A mecânica de um milagre pode ser teorizada com algum sucesso em termos das leis naturais, por modelos científicos, mas seus resultados e o momento em que ocorreram transcendem o escopo das explicações científicas. Assim, um naturalista, ou mesmo um teólogo liberal, pode até prover uma explicação razoável para a abertura do mar vermelho se utilizando de elementos como marés, bancos de areia, ventos fortes ou vaus rasos, mas nunca poderá explicar como aquele evento ocorreu precisamente no momento em que o povo de Deus mais precisava, estando acuado contra as forças egípcias. E se ele insiste que o povo apenas atravessou por um vau, não poderá explicar como águas tão rasas afogaram os exércitos de Faraó, com seus carros e cavaleiros (divirto-me ao pensar o que seria mais portentoso: dividir o mar vermelho ou afogar os exércitos em uma lâmina de meio metro de água?). De forma semelhante, é possível explicar a queda das muralhas de Jericó pelo efeito de ressonância devido ao clangor das trombetas, dos gritos e da marcha cadenciada dos exércitos ao rodear a cidade (algo que não é contrário às leis naturais). Mas não dá para explicar como o uso desses elementos rústicos resultaram na exata frequência de ressonância necessária para derrubar fortes muralhas. Atingir essa frequência, no tempo certo, com elementos tão simples e com previsão antecipada de sucesso, está muito além do escopo de meras probabilidades e mesmo para a tecnologia atual seria virtualmente impossível. Nenhum engenheiro, por mais exímio e genial, mesmo como auxílio de modelos computacionais, poderia calcular todas as variáveis necessárias para obter essa frequência de ressonância em um preciso momento. O nome para isso é milagre. E se um milagre não pode acontecer por acaso, a explicação que sobra é ter sido planejado, operado e conduzido por Alguém capaz de pesar todas as variáveis envolvidas e intervir com precisão assombrosa nas leis da natureza de modo a realizar um portento, uma maravilha, um prodígio. A identidade deste Alguém não é outra senão a do próprio Deus Altíssimo. “Bendito seja o SENHOR Deus, o Deus de Israel, que só ele opera prodígios.” (Sl 72:18).
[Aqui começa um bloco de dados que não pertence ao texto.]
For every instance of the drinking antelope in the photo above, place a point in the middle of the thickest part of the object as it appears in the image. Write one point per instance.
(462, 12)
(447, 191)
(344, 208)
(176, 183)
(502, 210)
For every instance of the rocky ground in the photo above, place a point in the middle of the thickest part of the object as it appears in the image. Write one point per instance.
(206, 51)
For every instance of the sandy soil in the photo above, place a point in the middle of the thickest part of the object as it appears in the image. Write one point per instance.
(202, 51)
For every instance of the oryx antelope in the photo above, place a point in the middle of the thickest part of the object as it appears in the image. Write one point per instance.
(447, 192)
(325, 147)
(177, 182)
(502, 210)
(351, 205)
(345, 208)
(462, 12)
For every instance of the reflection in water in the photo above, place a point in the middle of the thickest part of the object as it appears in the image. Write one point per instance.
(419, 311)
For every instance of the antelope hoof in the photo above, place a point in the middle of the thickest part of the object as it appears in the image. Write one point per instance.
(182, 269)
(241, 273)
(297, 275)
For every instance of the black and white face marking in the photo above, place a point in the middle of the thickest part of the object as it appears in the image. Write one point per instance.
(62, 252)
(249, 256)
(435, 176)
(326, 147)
Podemos e devemos nos encantar com os meios pelos quais o Senhor realizou seus prodigiosos milagres, mas que esse encanto nunca seja maior que o maravilhar-se pelo Autor dos portentos. A Palavra de Deus está repleta de milagres, desde o seu primeiro verso em Gênesis até o aparecimento de novos céus e nova terra, nos últimos capítulos de Apocalipse. E entre os muitos milagres do Senhor, quero fazer lembrado que o próprio Deus tabernaculou entre nós, sendo reconhecido em forma humana. Seu nascimento e crescimento seguiram as leis naturais, cumpriu nove meses no ventre da jovem Maria, foi amamentado, agasalhado, cuidado, etc. e no entanto, milagre além de todos os milagres, portento e maravilha sem par: naquela frágil criança residia corporalmente toda a plenitude da divindade, e vimos sua glória, glória como do unigênito do Pai. Não há explicação científica suficientemente capaz de esclarecer como o Eterno, o Infinito, o Transcendente, condensou-se em forma genuinamente humana, frágil e com limitações. A história dá testemunho da ruptura que sua vinda causou na humanidade; e sua igreja, através dos séculos, é testemunha viva de seu poder.
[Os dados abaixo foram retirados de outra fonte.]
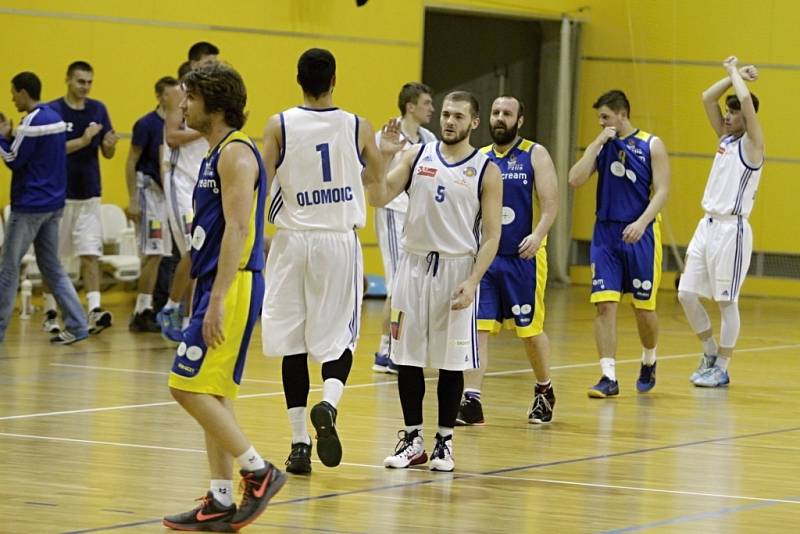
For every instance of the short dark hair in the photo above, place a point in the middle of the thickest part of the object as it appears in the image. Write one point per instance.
(732, 101)
(200, 49)
(163, 83)
(615, 100)
(28, 82)
(222, 89)
(78, 65)
(315, 71)
(520, 104)
(410, 93)
(465, 96)
(183, 69)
Para o homem sem fé, a realidade de um genuíno milagre se mostra algo inconcebível, estranho às leis naturais, e às relega às fábulas. Mas este homem esquece, ou nunca cogitou, que a própria existência da vida é, em si, um claro desvio do padrão natural do comportamento da matéria abandonada a si mesma. Ainda que soe piegas aos ouvidos de alguns, a vida é um milagre em todos os sentidos, probabilístico, físico-químico, termodinâmico e transcendental. Nós somos milagres vivos de um Deus Vivo. Cada ser vivo, mesmo o menor protozoário, anuncia perante o universo: eu sou a prova viva de um Deus que opera maravilhas. Não há explicação científica suficiente capaz de demonstrar o contrário. A Ele meu louvor e adoração.